LAUNCH OF THE #JUBILEESCORECARD22

With 29 days to the General Elections, ten prominent international and national human rights organisations have scored the performance of the Jubilee administration at 46%. The Successes, Failures, and Impunity of the Jubilee Administration (2013-2022): A Human Rights Scorecard and Lessons for the next Government assesses the Jubilee Government’s performance on its commitments to undertake impactful transformation towards the realisation of fundamental human rights and freedoms over the last decade in office.

The overall finding of this 75 page investigative report  is that the human rights-based approach did not inform the Jubilee Government’s policy, legislative and institutional measures. As the Jubilee administration’s term ends, 28 million Kenyans remain deprived of fundamental social and economic rights and over four million people sleep hungry.

While the report acknowledges achievements in infrastructure, access to health and promotion of the rights of intersex persons, there has been a consistent failure in protecting human rights. Notable instances include the failure to operationalise the Public Benefits Organisation Act (2013) and the introduction of the Security Laws Amendments (2014), which interfered with the independence of civil society organisations, and key independent constitutional offices and undermined freedom of assembly and expression.

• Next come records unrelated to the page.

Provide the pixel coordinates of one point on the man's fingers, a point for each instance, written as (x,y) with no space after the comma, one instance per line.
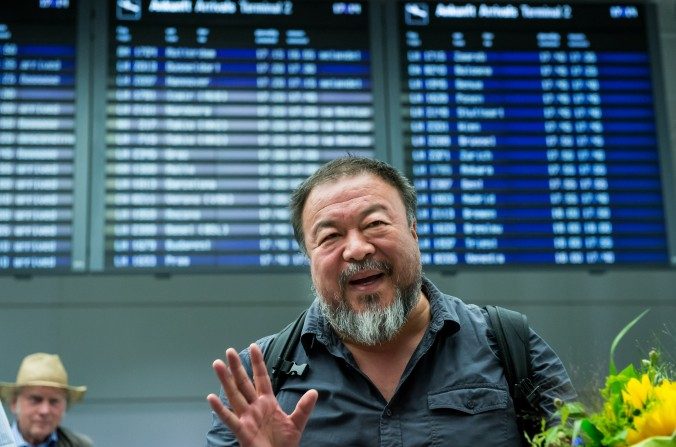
(235,397)
(303,409)
(225,415)
(260,371)
(240,376)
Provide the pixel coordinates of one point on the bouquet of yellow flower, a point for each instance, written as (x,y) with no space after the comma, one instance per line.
(639,409)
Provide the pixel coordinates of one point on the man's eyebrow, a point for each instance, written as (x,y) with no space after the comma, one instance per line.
(331,223)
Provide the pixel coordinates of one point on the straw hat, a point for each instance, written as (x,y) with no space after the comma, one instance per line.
(42,369)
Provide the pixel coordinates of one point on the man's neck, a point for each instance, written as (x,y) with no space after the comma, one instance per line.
(384,364)
(22,440)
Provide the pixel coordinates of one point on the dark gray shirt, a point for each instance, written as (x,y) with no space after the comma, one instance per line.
(453,390)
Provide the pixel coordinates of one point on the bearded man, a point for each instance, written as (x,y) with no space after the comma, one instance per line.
(393,361)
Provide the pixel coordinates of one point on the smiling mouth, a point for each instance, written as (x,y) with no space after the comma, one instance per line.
(366,280)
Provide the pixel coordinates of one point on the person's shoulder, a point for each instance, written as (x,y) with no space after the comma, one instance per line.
(69,438)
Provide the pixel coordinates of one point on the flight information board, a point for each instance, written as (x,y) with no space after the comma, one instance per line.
(38,137)
(215,112)
(530,133)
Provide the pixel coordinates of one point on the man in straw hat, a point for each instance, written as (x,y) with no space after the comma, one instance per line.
(39,399)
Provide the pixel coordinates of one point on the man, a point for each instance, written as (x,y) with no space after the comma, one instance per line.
(39,399)
(392,360)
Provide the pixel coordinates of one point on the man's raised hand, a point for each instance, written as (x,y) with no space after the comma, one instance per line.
(255,416)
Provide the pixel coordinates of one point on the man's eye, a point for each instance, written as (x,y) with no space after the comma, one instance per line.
(327,238)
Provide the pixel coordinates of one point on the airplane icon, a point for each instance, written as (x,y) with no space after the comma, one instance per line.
(128,9)
(416,14)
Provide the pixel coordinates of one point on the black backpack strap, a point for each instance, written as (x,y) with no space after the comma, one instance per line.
(279,355)
(512,335)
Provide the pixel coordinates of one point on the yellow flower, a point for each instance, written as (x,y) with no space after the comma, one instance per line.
(636,393)
(660,418)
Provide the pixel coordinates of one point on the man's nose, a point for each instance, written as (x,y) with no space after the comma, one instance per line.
(44,406)
(357,247)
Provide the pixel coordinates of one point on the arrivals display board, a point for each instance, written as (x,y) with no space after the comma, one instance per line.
(531,133)
(165,136)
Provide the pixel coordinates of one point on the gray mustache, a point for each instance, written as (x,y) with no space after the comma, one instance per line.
(367,264)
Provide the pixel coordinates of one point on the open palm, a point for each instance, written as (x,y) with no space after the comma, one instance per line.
(255,416)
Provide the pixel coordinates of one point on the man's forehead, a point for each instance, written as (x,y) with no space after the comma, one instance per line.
(42,391)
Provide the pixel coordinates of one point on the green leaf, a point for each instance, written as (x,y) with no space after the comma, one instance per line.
(589,432)
(616,341)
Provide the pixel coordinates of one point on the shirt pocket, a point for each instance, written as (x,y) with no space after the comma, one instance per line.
(471,415)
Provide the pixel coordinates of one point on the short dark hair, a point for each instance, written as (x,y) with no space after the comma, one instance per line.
(349,166)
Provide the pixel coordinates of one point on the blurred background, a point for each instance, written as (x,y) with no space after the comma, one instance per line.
(141,326)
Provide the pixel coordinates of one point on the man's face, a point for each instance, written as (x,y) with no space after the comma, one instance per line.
(363,254)
(38,411)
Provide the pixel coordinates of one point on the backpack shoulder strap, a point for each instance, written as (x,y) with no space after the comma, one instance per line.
(512,335)
(278,356)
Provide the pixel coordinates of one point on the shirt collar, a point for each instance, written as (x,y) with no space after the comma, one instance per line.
(20,442)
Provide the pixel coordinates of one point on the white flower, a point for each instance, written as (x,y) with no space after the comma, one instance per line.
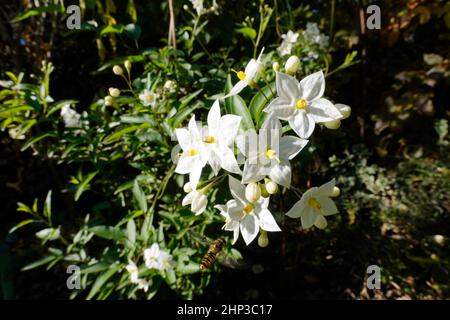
(314,205)
(290,37)
(194,156)
(272,155)
(198,6)
(71,117)
(292,65)
(284,49)
(301,103)
(253,68)
(134,272)
(155,258)
(148,98)
(250,217)
(197,200)
(218,136)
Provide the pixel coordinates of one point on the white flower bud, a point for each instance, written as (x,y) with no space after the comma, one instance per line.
(344,110)
(263,239)
(336,192)
(117,70)
(187,187)
(109,101)
(114,92)
(252,192)
(276,66)
(271,187)
(333,125)
(199,203)
(128,65)
(292,65)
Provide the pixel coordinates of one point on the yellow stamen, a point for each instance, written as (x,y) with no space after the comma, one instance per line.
(301,104)
(248,209)
(241,75)
(209,139)
(314,203)
(192,152)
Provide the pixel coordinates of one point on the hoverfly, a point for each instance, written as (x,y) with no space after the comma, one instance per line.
(216,252)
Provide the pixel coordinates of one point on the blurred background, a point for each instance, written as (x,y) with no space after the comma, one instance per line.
(390,159)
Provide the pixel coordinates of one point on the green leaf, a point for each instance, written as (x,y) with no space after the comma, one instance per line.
(39,263)
(108,232)
(236,105)
(133,31)
(247,32)
(182,114)
(30,142)
(48,206)
(36,11)
(21,224)
(101,280)
(139,195)
(117,28)
(84,185)
(260,100)
(122,131)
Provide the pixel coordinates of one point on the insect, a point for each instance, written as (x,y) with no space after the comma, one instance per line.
(210,257)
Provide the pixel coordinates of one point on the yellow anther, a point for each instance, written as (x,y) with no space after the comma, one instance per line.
(209,139)
(314,203)
(248,208)
(241,75)
(301,104)
(192,152)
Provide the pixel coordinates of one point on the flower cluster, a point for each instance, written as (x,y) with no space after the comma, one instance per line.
(266,154)
(154,258)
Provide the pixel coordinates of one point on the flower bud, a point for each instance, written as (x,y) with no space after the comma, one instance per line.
(344,110)
(117,70)
(199,203)
(187,187)
(271,187)
(336,192)
(128,65)
(292,65)
(263,239)
(276,66)
(114,92)
(252,192)
(333,125)
(109,101)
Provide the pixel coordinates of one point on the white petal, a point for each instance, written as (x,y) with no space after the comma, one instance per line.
(323,110)
(249,228)
(290,146)
(185,164)
(321,222)
(214,161)
(188,198)
(229,127)
(288,87)
(327,188)
(228,160)
(214,116)
(313,86)
(194,175)
(296,210)
(184,138)
(267,221)
(237,88)
(281,174)
(237,189)
(308,217)
(302,124)
(327,206)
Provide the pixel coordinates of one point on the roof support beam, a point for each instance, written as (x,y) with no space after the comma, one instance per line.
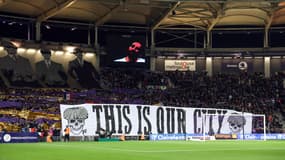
(165,15)
(107,16)
(52,12)
(3,2)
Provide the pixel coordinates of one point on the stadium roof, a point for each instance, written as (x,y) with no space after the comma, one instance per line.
(153,14)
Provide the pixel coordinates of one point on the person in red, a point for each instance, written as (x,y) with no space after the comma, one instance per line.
(133,53)
(66,134)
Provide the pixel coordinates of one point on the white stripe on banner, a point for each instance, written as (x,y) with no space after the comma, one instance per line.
(131,119)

Extrajudicial killings and enforced disappearances have neither been eliminated nor reduced. The right to privacy and data protection for millions of Kenyans was repeatedly violated by government security agencies, including those responsible for population census and citizen registration programmes. In addition, unconstitutional, forceful, and inhumane evictions of tens of thousands of Kenyans across informal settlements and forests within Kenya violated the victims’ right to adequate housing and livelihoods.

The ten organisations acknowledge the increase in access to improved health facilities across the country, especially in Nairobi. Catalysed by the existential threat of the Covid-19 pandemic, increased access to medical facilities and vaccines undoubtedly saved many lives in the administration’s second term. Unfortunately, corruption and public finance mismanagement, endemic in the first term, resurfaced in the Kenya Medical Supplies Authority (KEMSA) scandal during the pandemic.

The ten human rights organisations and trade unions that include The Nubian Rights Forum, The People’s Health Movement (PHM), White Ribbon Alliance, Umande Trust, Kenya Medical Practitioners, Pharmacists and Dentists Union (KMPDU), Pamoja Trust, HIVOS, Wangu Kanja Foundation, Defenders Coalition and Amnesty International Kenya informed this scorecard.